В глубоком тылу

Виктор Еськов 4
В глубоком тылу.
                Матерям войны посвящается

- Кажись, этот – проронил неуверенно рыжеволосый водила, притормаживая у чуть покосившегося домишка на два окна. Дремавший рядом ефрейтор Зазулин открыл глаза и, широко зевнув, воровато огляделся по сторонам. Подслеповато щурясь горевшими в горницах лучинами и бликами русских печей, узкая улочка ночного города хранила удручающую
 тишину.
- Выключи фары - почему-то шепотом приказал старший машины и осторожно приоткрыв грязную дверь стройбатовского ЗИСа, спрыгнул в осклизлую грязь. Устало взобрался в наполненный строительным мусором кузов полуторки и решительно сбросил в крутой кювет четыре подгнившие горбылины.
  *                *                *                *                *                *
 Вышли затемно. Скорбью наступивших времен падал мокрый, тяжелый снег. Подернутые апрельским заморозком лужицы звонко похрустывали под железными ободьями груженых тележек. Уткнувшись невидящим взором в согбенные спины товарок, Нюра удрученно размышляла над горькой вдовьей судьбой.

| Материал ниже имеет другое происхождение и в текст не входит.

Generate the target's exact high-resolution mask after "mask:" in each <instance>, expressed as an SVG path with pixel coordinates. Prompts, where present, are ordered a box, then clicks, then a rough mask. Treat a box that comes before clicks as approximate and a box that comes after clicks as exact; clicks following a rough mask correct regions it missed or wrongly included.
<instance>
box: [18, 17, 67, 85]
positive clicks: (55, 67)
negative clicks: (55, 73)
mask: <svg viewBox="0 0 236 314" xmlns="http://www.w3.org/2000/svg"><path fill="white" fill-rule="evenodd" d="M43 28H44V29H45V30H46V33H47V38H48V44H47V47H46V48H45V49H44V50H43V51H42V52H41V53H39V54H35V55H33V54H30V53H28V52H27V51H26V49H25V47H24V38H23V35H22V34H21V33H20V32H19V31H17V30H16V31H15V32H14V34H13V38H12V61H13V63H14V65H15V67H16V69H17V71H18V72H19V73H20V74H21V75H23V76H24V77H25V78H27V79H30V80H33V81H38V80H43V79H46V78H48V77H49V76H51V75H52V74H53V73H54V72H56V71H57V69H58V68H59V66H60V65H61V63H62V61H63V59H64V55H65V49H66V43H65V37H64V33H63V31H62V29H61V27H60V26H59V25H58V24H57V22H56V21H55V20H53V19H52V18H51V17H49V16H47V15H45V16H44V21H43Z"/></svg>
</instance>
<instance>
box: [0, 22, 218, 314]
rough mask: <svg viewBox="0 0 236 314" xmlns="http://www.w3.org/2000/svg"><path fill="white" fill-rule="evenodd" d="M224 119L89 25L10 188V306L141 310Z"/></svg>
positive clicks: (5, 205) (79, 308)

 Осемнадцати лет вышла замуж. Радовалась сердобольная  Агланья Баранова выдавая дочь за обеспеченного Михаила. Не раз толдычила: «Чем не жених?»  Многих тогда обездолил разбушевавшийся в Кыштыме пожар 1929 года. Спасли чудом уцелевший деревянный город отрытые Александром Петровичем Карпинским противопожарные пруды. Господь сохранил только что отстроенный отцом Михаила дом по улице с чуднЫм названием Карла Либкнехта в который переселилась чета Баланцовых. Как принято развели птицу, купили корову, а год спустя родила Нюра сыночка Коленьку. Но не долго длилось родительское счастье – в три года от роду сгинул сынок от англинской потной горячки.
 Справа от дороги две бабы на быках пахали поле в свалку. Из-за дальней рощицы ужалил глаз внезапно вспыхнувший луч солнца, медленно скатившись чистой слезой со впалых щек Аннушки.
- Нюрка, не отставай,- беззлобно прикрикнула тетя Даша – двадцать верст не хухры-мухры. Пошевеливайся, горемычная. Прибавив хода, Анна вновь погрузилась в воспоминания. В тысяча девятьсот тридцать третьем на майские родилась Верочка (верили же молодые в Божью благодать). Пять счастливых лет промчались как одно мгновение. Анна смутно помнила дорогое сердцу времечко. Хорошее затирается бедами. Тревожит и ранит память лишь плохое. В июне 1939-го родилась Наденька (не зря лелеяли надежду молодые). Не знала Аннушка чем прогневила Господа, но в следующую предвоенную годину скоропостижно скончался милый супруг. Вез по апрельскому первопутку копешку сена, напился ключевой водицы, да прилег на возу. Не отпоили ни парным молоком, ни терпкой медовухой. В три дня не стало кормилица. Как выжила не помнит. Наверно дочки помогли, заставляя каждодневно думать о хлебе насущем. Считала, что пережила самое страшное, но жизнь лишь начала набирать смертельный круговорот. В тот же год ушел на финскую муж золовки Афанасий и Шурка с двумя детьми перебралась в их дом. Анна тяжело вздохнула вспомнив как в прошлом годе померла сестренка Нина, оставив седьмым ртом трехгодовалого племянника Володю, да кучу тряпья в придачу на которое она нынче выменяла шесть ведер картошки. Из-за поворота показался «Самсонкин гроб» - каменная глыба обтесанная природой в виде надгробия.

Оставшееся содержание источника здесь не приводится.